I had a look at the games I played in C# and looked into the resource shortages I encountered. Resources, which had been in short supply were most of the times Corundium caused by overbuilding mines, but there had also been shortages of Gallicite, Mercassium and even one Neutronium shortage. Tritanium on the other hand was never a problem, as Gallicite was the limiting factor in missile based games and outside of those, there was no sink for it.

What do you think about reducing the availability of Tritanium during generation or giving it some uses besides missile warheads and munitions factories?
I agree that Tritanium you mine as a byproduct when extracting other minerals is pretty much all the Tritanium you'll ever need in C#.
IIRC back in VB Tritanium was used to make construction factories (25% of the cost), so it was quite important then.
I take issue with Vendarite being used for fighter factories while the Ground Force Training Complex does not use Vendarite (not that I especially want to increase Vendarite usage, for some reason the deposits I find seem lackluster compared with other minerals).

As for possible solutions maybe Tritanium could be used as part of the cost for ground units.
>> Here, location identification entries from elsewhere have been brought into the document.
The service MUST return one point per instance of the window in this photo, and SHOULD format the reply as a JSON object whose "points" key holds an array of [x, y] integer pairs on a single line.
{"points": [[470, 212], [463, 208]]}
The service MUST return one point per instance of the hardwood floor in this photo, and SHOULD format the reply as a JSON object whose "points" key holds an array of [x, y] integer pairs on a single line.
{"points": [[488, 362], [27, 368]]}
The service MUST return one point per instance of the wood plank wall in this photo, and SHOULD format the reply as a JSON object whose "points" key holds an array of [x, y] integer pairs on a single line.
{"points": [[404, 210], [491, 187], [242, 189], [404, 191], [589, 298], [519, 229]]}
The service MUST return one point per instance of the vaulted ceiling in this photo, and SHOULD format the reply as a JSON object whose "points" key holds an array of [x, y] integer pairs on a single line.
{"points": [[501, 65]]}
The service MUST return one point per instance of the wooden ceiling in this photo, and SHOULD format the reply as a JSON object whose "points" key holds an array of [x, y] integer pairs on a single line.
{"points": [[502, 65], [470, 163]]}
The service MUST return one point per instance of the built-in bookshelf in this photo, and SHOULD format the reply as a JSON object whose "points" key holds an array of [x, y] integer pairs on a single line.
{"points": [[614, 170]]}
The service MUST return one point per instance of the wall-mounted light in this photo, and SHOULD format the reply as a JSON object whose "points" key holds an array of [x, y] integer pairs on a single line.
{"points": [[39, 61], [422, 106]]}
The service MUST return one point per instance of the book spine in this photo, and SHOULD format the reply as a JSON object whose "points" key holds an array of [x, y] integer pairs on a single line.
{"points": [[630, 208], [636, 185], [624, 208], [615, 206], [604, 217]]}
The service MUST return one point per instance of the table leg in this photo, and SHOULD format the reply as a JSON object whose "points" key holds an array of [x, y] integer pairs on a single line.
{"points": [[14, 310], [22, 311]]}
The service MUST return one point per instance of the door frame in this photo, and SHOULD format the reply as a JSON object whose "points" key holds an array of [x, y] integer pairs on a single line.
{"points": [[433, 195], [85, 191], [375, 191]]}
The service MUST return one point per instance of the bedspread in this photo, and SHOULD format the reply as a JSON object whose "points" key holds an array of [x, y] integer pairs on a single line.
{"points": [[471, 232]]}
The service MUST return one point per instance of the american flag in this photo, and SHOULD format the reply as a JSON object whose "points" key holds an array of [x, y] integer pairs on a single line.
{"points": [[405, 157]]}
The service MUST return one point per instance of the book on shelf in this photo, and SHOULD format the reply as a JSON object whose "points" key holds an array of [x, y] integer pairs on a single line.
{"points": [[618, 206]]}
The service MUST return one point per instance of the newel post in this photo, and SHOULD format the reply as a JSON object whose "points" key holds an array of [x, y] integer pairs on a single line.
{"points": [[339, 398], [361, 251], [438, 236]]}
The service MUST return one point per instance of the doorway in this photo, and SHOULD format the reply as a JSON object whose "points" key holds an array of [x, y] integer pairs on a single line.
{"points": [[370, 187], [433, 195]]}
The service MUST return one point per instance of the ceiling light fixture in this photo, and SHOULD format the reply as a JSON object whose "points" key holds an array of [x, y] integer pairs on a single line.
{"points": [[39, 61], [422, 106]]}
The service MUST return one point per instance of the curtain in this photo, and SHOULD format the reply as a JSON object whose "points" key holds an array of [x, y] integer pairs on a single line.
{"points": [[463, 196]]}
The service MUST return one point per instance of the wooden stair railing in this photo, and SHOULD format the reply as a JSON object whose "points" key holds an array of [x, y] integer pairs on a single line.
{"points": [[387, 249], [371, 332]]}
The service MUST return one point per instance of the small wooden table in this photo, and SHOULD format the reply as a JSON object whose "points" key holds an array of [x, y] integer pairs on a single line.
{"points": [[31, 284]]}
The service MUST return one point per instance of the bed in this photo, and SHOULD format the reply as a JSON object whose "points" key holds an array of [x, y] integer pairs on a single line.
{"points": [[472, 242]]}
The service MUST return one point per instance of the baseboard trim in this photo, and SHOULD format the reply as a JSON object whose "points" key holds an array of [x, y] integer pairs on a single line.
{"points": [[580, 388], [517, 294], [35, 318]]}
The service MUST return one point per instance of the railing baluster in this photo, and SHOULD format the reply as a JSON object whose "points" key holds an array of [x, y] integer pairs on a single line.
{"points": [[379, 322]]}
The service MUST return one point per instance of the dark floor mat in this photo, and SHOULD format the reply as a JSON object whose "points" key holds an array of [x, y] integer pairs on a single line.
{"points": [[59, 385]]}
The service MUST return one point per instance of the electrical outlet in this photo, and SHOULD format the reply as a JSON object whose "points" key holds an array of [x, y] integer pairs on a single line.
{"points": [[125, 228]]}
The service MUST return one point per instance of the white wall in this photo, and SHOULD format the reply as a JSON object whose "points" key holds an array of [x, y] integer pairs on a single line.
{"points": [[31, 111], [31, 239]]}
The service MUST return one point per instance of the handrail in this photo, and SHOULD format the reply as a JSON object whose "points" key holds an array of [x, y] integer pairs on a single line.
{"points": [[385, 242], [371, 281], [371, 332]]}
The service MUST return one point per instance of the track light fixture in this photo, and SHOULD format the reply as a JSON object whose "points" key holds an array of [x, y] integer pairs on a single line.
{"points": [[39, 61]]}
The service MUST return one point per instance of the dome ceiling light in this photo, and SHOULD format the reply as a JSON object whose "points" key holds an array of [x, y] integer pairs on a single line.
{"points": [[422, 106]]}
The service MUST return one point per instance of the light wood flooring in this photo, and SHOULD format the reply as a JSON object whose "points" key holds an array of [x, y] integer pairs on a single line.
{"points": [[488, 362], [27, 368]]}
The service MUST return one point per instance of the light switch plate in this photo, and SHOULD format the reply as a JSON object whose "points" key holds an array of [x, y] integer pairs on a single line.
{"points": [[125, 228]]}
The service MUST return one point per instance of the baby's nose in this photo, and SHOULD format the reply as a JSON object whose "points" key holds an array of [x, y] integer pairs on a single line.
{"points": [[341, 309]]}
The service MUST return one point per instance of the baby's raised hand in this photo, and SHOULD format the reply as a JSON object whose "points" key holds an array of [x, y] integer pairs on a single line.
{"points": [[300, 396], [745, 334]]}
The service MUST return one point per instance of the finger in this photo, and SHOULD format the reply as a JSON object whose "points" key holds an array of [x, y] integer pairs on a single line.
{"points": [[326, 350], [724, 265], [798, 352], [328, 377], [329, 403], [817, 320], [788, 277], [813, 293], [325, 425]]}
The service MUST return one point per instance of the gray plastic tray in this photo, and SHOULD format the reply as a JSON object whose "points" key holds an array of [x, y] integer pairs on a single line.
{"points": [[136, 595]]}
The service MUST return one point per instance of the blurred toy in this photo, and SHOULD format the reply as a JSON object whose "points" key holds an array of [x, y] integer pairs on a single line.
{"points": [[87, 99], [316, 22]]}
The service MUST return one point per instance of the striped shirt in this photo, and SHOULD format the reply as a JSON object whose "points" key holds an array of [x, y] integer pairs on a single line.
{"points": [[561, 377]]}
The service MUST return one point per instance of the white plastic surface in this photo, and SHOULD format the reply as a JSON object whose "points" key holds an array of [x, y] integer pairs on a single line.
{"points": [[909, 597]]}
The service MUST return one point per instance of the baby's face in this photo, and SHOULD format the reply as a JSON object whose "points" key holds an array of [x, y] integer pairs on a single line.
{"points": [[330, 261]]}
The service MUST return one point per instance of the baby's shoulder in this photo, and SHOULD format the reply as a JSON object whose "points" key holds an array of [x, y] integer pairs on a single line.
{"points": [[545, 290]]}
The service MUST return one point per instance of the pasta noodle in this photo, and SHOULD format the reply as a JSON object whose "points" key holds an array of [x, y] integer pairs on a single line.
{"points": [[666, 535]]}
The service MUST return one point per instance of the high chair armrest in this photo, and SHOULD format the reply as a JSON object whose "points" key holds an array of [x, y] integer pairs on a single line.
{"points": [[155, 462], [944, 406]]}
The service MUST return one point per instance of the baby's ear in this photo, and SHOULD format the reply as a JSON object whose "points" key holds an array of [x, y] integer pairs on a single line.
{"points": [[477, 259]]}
A simple way would be to make 25% or 50% of the total cost Tritanium. As a more complex method you could make it scale based on the damage or AP value of the unit, to represent highly explosive ammunition for artillery or something.

That sounds very good. Tritanium is the ingredient for explosives, which should make it a requirement for ground units in general and supply elements in particular. Something else that came to my mind when reading this is forced labor mines. Those could use relatively unsafe explosives instead of mining lasers or whatever else the high tech mines use, which would allow to substitute Corundium with Tritanium. Those mines have other significant disadvantages to balance them though, which are mass and population related.